Il tempestivo intervento dei PM titolari dell’indagine ne ha impedito la distrazione, attraverso il sequestro di tutti i conti dell’indagato, comprese le risultanze in cryptomoneta fino al controvalore di 120.000.000 di euro (somma corrispondente all’esposizione debitoria).

Senza dubbio si è trattato di un’operazione articolata e complessa, di cui non esistevano precedenti, eseguita per la prima volta in Europa con tecniche innovative dalla Polizia Postale e delle Comunicazioni di Firenze, attraverso l’ideazione di un protocollo per il trasferimento della criptomoneta posta sotto sequestro.

Inoltre, nel corso delle indagini, sono stati eseguiti sei decreti di perquisizione emessi a carico dell’indagato, dei suoi soci e collaboratori, con il sequestro di un elevato numero di dispositivi informatici (PC, hard-disk, pendrive).

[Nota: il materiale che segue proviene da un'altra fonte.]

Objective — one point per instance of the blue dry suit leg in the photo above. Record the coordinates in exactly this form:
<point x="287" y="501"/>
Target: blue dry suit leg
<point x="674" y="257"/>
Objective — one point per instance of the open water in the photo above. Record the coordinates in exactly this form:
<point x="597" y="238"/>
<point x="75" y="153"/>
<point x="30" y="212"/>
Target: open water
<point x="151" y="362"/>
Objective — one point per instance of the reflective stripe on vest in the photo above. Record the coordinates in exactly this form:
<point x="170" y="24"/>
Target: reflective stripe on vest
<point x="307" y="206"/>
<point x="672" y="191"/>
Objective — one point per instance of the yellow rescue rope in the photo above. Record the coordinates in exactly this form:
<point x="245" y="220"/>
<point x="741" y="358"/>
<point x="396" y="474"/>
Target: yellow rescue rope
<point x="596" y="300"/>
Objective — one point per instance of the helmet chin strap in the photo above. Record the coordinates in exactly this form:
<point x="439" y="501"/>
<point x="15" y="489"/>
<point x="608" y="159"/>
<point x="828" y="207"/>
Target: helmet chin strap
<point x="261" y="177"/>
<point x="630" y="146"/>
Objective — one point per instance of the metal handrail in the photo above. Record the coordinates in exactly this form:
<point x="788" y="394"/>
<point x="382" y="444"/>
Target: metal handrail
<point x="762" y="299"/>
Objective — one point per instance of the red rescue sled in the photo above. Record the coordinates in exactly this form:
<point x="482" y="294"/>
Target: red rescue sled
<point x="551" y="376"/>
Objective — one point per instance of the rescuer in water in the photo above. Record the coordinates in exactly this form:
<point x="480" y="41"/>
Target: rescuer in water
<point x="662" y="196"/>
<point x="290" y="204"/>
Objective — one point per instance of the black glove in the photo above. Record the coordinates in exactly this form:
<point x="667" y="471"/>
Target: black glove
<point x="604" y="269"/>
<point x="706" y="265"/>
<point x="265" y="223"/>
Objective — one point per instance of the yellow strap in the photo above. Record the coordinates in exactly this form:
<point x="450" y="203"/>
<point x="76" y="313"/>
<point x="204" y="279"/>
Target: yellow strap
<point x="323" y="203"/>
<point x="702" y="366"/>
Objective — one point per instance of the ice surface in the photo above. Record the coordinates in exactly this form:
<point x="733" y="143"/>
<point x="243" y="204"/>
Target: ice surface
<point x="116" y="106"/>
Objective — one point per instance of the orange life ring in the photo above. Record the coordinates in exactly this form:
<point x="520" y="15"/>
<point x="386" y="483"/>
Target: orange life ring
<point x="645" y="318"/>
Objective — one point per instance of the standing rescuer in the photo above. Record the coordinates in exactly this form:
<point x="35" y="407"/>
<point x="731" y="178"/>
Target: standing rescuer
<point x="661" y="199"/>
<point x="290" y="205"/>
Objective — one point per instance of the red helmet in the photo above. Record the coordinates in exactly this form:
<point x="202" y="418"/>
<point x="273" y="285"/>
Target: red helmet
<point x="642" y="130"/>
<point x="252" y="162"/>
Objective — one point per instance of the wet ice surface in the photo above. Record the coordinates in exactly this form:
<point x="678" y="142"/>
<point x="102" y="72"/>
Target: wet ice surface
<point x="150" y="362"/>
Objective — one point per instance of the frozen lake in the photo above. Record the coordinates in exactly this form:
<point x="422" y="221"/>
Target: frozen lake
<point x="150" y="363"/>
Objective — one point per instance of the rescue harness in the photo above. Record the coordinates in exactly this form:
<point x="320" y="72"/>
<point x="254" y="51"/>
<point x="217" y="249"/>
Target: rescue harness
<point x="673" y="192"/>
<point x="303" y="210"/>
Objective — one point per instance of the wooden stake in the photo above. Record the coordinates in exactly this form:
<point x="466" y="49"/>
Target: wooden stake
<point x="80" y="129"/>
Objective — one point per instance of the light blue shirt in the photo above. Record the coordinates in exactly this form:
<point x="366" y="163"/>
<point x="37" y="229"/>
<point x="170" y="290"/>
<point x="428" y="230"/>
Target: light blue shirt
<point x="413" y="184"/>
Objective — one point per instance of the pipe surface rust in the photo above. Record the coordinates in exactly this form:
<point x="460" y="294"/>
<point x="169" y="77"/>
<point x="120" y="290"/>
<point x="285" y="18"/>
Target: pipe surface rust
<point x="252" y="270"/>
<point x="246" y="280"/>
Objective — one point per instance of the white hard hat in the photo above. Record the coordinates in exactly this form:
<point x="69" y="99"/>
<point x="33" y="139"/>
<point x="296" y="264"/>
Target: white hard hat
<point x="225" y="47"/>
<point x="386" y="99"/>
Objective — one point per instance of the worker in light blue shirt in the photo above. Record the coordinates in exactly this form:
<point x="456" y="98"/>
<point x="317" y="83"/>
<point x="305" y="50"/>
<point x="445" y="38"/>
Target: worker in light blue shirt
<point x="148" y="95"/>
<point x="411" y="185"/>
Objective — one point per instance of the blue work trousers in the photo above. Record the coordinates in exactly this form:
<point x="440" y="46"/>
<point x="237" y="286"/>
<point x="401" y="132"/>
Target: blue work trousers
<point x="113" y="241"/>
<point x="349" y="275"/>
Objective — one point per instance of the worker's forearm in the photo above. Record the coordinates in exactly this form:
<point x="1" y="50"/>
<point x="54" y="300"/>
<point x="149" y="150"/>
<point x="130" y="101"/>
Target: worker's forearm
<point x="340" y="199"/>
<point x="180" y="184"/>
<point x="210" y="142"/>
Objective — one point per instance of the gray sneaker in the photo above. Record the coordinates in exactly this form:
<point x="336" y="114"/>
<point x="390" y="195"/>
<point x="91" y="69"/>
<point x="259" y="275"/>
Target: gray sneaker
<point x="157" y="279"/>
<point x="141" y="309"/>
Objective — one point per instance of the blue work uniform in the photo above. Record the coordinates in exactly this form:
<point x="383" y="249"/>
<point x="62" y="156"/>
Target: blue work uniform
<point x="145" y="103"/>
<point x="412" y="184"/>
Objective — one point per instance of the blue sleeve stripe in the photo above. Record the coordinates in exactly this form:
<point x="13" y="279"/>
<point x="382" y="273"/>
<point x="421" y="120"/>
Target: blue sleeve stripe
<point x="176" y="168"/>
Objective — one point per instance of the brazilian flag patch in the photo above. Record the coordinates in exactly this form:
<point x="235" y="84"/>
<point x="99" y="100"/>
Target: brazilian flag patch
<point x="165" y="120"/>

In esito alle investigazioni esperite, il GIP ha ritenuto di accogliere la richiesta dei PM, emettendo la misura cautelare del divieto di esercitare attività d’impresa e di ricoprire uffici direttivi di imprese già nel corso delle indagini preliminari, in quanto ha riconosciuto l’esistenza di gravi indizi di colpevolezza raccolti, la pericolosità del soggetto insita nella sua incessante attività diretta a privare i creditori sociali di beni e valori sui quali avrebbero potuto soddisfare il proprio credito e il rischio che l’uomo, dotato di non comuni capacità tecniche, potesse agevolmente reiterare la condotta criminosa, ponendo in essere attraverso l’esercizio d’impresa altre frodi informatiche in danno dei creditori.

L’attività testimonia, infine, l’elevata competenza e professionalità, nonché l’impegno costante della Polizia Postale a tutela della cyber-economia e delle infrastrutture critiche, informatiche e finanziarie, attività sempre più importante anche alla luce del difficile momento causato dall’emergenza epidemiologica in corso.

L’online non viene, infatti, più percepito come un momento accessorio, ma come un momento sostanziale della vita delle persone, che non potendo usufruire dei normali strumenti di operatività finanziaria hanno deciso di investire nel trading online e nelle monete digitali, in maniera tale da diversificare in maniera adeguata i propri investimenti, ma al tempo stesso esponendosi ai rischi delle frodi informatiche.